(Note: Originally posted here: http://digitalarchaeology.msu.edu/crafting-work-flow-kobo-toolbox-postgis-qgis-libreoffice-base-pgadminiii/ on May 21, 2016)
Having largely decided on what tools to use (see previous posts: here, here and here), ironing out how this process will actually work has been a bit more difficult than hoped.
Two quick reminders. First, the goal of this project is to design (“stitch together” may a better term) tools for data collection and management (and eventually for archiving, etc.) that have relatively low adoption curves for most non-techie users. The primary audiences is for those on the “fringes” (though the fringes may be larger and perhaps more important than the “core”) of archaeology- those who have limited resources, such as graduate students, contingent faculty, faculty in small under-resourced schools, independent scholars, small contract firms, etc. Second, largely because of the first, all tools should be open access and the aim should be open access data (yes, perhaps with some- i.e., location- modified).
Kobo Toolbox and PostGIS form the essential core tools in this process. Kobo Toolbox is an easy to set up online/offline browser-based data collection tool. There really are no other OPEN ACCESS tools comparable to Kobo Toolbox (though there are numerous commercial tools). PostGIS is one (of many) spatial databases. I have chosen this largely because it is well-supported and widely used, but other database types would be useful as well.

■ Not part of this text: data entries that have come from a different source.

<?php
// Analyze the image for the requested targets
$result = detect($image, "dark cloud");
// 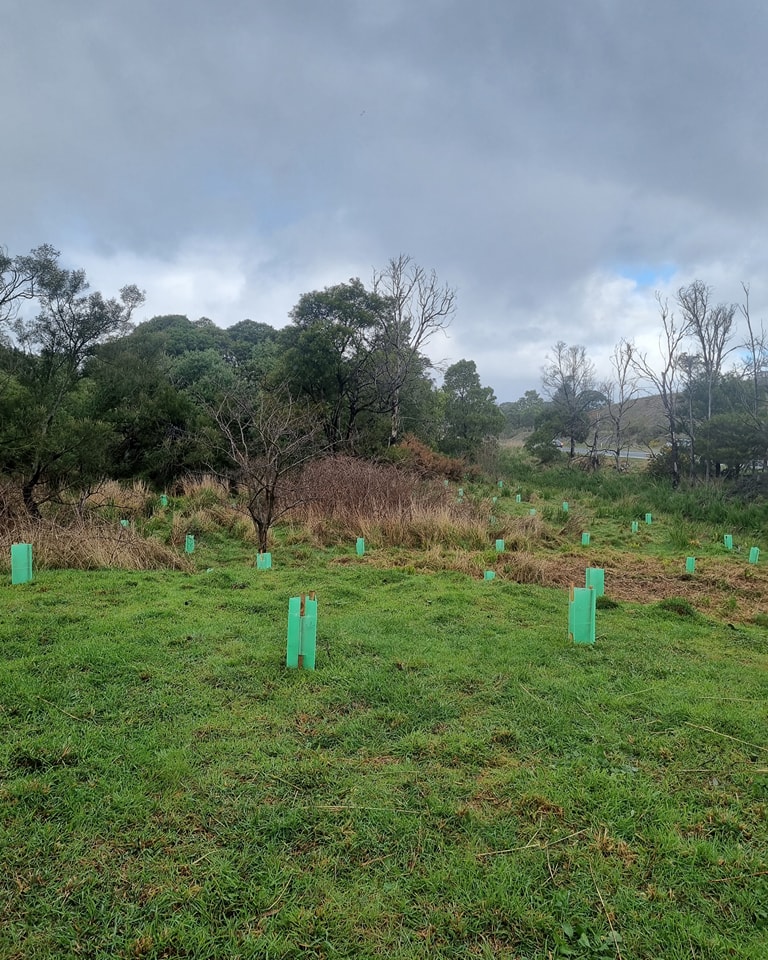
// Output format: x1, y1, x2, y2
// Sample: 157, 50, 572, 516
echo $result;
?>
0, 0, 768, 399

Ok, down to the nitty-gritty. How to actually make this work!
First, we need to get data collected using Kobo Toolbox into the PostGIS database (because that is where the relational magic happens). This can be done through all three possible tools- QGIS, Libreoffice Base or pgadminIII. Determining which tool/method was the quickest, easiest and most accurate way took many, many hours of tinkering. I haven’t talked much about pgAdminIII, which is the GUI created to work with PostgreSQL databases and, therefore, will work best with PostgreSQL/ PostGIS data (though that doesn’t mean it is the best choice). QGIS and Libreoffice are designed to operate with a larger number of database types.

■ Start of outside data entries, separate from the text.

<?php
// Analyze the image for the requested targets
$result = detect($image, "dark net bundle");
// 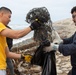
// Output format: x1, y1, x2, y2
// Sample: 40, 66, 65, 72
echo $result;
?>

The key to understanding which tool is the most appropriate is remembering that your data is spatial. If you bring data into pgAdminIII or Libreoffice Base, they do not recognize what type of data is in each field (a.k.a. column). You have to specify the type for each column. In a large data table, this can be quite laborious, especially when using the PostGIS extension. However, QGIS is designed to work with spatial data. I found that importing recently-collected Kobo Toolbox data is best done through QGIS. Here’s how it’s done:
Once you have your PostGIS database up and running (I needed a friend to help do this, but once it is up and running, you are good to go), start a “New Project” in QGIS. Within QGIS, click on the “Add Delimited Text Layer” button (). The following shows the resultant display completed:
Most importantly, note that, QGIS identifies the X and Y fields as the fields automatically labeled by Kobo Toolbox as “_Location_longitute” and “_Location_latitude.” If QGIS does not identify these columns as the geometry fields, you can do so with the drop down menu. Click “OK.” In the next box, you will need to identify a CRS (Coordinate Reference System). Kobo data is in WGS 84 (EPSG 4326), which is the most common CRS (if you need to you can transform your data to a new CRS later). Although it is not perfect, I encourage the use of WGS 84 because it can be deployed through the web more easily (e.g., via Google Maps, CartoBD, etc.).

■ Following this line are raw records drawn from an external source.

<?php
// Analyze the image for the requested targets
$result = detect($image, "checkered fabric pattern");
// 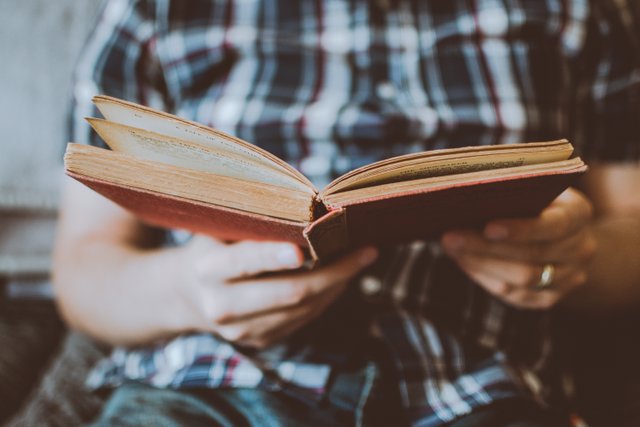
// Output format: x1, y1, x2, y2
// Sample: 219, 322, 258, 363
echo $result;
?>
70, 0, 640, 426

Perhaps most importantly, QGIS also recognizes the format of many of the other columns. This is incredibly important because certain functions can be done with certain types of data (e.g. only numbers stored as numbers can be used in calculations; only data stored as text can be used in categorical labeling within a map; etc.). To see the format that QGIS identified for each column, right click the new layer and select Layers, then the Fields tab. You should see this:
Note many different “Types” of data- QString, int, double. If I bring this database into PostGIS via LibreOffice Base or pgAdminIII, I will need to specify the types. Of course, there are always problems with allowing software to automatically do nearly anything. In the above, “Students/student16” is identified as “QString,” but in reality this is a Boolean field (True or False). In this case, it was collected as a radio button in Kobo Toolbox and identifies whether or not this particular student was involved in the collection of each data point. This can be corrected later, but we do not want to do that yet.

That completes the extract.